PLI schedule for mobile phone manufacturing could start in FY22, Telecom News, ET Telecom


New Dlhi: Government plans to make FY22 the first year of production instead of FY21 for the production incentive program (PLI) for manufacturing mobile phones, senior government officials said . If approved, the move will bring relief to iPhone makers Foxconn and Wistron in addition to local brands Dixon, Lava and Micromax. Achieving year one PLI goals has become difficult due to pandemic brakes and global supply chain disruptions, among other geopolitical factors.

“With the second wave of Covid hitting the country, there is serious reflection on the matter as companies are really struggling to meet their targets,” one of the officials told ET.

A change in the schedule will mean manufacturers will have to post additional production worth Rs 4,000 crore in this fiscal year, instead of Rs 8,000 crore in the second year. They will thus be able to benefit from maximum incentives of a value of 6% during the year, according to the experts.

The ambitious Rs41,000 crore PLI program – which involves incentives in the form of cash payments based on investments and targeted increases in production – aims to make India a more attractive manufacturing destination and move companies away from bases such as China and Vietnam. The Center seeks to make the country a global manufacturing hub with a goal of exporting phones worth $ 100 billion over the next five years.

“If this (change of schedule) materializes, it will have a multiple impact. It will send the right signals to all international investors that the government is there to support them in this time of pandemic, ”said Navkender Singh, research director at IDC. “In addition, you have to have a long-term vision on this subject. While the government does not lose much by pushing the one-year program, the industry gains significantly and (it) shows India as an investor-friendly destination.

He added that it was important for the government to show its support for the plan, which is the government’s main PLI program, which has extended it to other sectors.

As reported by ET, Samsung is the only one of 16 companies to have achieved its FY21 target for smartphones. Unlike others, it didn’t have to ship plants and machinery to India and just needed to increase production at its existing facilities, industry executives said.

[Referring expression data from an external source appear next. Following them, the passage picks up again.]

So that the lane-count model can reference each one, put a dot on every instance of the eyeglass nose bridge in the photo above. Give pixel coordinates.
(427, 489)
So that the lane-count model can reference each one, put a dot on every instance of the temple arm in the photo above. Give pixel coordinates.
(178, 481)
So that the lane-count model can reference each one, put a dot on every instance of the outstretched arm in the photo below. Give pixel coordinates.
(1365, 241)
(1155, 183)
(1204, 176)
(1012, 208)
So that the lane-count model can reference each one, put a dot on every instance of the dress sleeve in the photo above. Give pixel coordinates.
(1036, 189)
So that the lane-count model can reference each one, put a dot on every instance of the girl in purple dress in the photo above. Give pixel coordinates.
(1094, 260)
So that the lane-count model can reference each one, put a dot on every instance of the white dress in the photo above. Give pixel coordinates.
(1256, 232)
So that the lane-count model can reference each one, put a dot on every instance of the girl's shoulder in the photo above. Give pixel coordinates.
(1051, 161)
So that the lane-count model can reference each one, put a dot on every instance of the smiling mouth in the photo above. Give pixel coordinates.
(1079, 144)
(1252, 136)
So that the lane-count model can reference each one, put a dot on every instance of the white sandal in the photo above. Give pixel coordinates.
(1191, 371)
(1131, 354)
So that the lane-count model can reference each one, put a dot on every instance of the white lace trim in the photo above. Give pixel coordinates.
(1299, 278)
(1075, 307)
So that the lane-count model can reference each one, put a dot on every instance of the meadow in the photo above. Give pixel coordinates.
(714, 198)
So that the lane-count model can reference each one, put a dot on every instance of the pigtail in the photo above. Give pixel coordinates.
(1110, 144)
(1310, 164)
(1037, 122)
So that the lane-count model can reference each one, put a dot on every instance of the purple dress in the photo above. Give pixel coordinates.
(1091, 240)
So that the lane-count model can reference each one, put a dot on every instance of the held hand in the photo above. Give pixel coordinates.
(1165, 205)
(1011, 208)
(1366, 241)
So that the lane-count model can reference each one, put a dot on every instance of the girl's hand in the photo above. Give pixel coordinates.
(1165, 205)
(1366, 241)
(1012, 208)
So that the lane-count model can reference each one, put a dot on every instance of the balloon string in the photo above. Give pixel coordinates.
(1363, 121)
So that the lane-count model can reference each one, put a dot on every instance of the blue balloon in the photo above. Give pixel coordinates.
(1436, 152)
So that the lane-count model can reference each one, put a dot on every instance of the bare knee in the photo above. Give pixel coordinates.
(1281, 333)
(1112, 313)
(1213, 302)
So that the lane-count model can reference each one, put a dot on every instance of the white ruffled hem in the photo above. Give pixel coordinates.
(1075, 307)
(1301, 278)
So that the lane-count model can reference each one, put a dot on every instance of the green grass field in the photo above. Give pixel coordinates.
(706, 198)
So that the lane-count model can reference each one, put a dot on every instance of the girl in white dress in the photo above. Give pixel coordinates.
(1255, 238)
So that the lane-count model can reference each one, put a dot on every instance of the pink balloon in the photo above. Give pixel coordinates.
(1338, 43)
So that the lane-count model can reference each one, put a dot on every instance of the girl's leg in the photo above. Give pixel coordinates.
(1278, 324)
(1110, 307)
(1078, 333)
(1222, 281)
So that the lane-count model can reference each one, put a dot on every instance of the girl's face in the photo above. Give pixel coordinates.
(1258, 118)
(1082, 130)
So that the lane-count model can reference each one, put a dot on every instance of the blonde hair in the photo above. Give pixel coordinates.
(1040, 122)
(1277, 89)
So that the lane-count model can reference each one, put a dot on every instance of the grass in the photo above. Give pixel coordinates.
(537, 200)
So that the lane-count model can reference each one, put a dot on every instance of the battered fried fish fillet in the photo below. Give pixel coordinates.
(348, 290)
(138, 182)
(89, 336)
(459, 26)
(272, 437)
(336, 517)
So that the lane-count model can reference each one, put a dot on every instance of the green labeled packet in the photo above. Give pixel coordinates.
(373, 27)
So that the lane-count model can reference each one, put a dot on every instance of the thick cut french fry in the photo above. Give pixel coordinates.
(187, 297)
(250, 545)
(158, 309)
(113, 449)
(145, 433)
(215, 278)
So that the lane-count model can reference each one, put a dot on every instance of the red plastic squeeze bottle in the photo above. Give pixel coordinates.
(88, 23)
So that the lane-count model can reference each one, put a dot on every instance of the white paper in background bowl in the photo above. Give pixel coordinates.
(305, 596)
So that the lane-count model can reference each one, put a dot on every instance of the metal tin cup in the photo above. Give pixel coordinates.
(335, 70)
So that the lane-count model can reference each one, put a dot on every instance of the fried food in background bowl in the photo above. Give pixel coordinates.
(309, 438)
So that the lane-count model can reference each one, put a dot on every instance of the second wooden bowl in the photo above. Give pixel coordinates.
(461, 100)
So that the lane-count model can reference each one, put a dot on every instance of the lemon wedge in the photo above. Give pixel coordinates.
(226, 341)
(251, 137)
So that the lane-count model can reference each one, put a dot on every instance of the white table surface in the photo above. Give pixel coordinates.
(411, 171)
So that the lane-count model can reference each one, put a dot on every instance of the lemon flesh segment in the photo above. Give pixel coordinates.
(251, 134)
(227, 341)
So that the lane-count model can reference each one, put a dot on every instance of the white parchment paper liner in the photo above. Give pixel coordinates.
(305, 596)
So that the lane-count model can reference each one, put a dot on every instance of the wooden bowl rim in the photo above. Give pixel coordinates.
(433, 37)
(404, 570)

The nodal electronics and information technology ministry (MeitY) had opposed the industry demand, citing Samsung’s example of reaching its target. But due to the severe second wave of Covid, which has restricted manufacturing across the country, the government is now more inclined to accept the request. This will likely be brought to Cabinet shortly, a second official said.

The industry’s latest push came in a May 19 letter, which cited the second wave and the inability to vaccinate workers as the main reasons factories were not performing optimally. The India Cellular & Electronics Association (ICEA) appealed in a letter to the panel responding to the appeal regarding the postponement under clause 8.9 of the PLI guidelines in the event of force majeure.

“Karnataka, Tamil Nadu, Andhra Pradesh and Telangana are already under lockdown, and Uttar Pradesh is also under severe restrictions,” the lobby said, highlighting the borders in the five States where most LIP units are located. “Under these circumstances, even with optimistic estimates, no more than eight months will be available in the 2021-2022 fiscal year, and even that could reduce, to meet the second year PLI goals.”

There is nothing that companies applying for the LIP can do to help them return to even normal production levels, at least for the next two or three months, the ICEA said.

The association also pointed out that PLI programs in other sectors such as pharmaceuticals and food products announced in the past two months have taken into account the necessary flexibility in terms of timelines.

Under the combined PLI scheme, foreign companies had to invest Rs 250 crore each and produce additional production of Rs 4000 crore in the first year to obtain a direct incentive of 6% in the form of cashback. To get the same incentive, Indian handset makers had to invest Rs 50 crore each for Rs 500 crore of additional production. In the second, third, fourth and fifth years, manufacturers will be required to produce phones worth Rs 8,000 crore, Rs 15,000 crore, Rs 20,000 crore and Rs 25,000 crore compared to the production value for the year of base, which would significantly improve annual exports of telephone handsets to the existing $ 3 billion.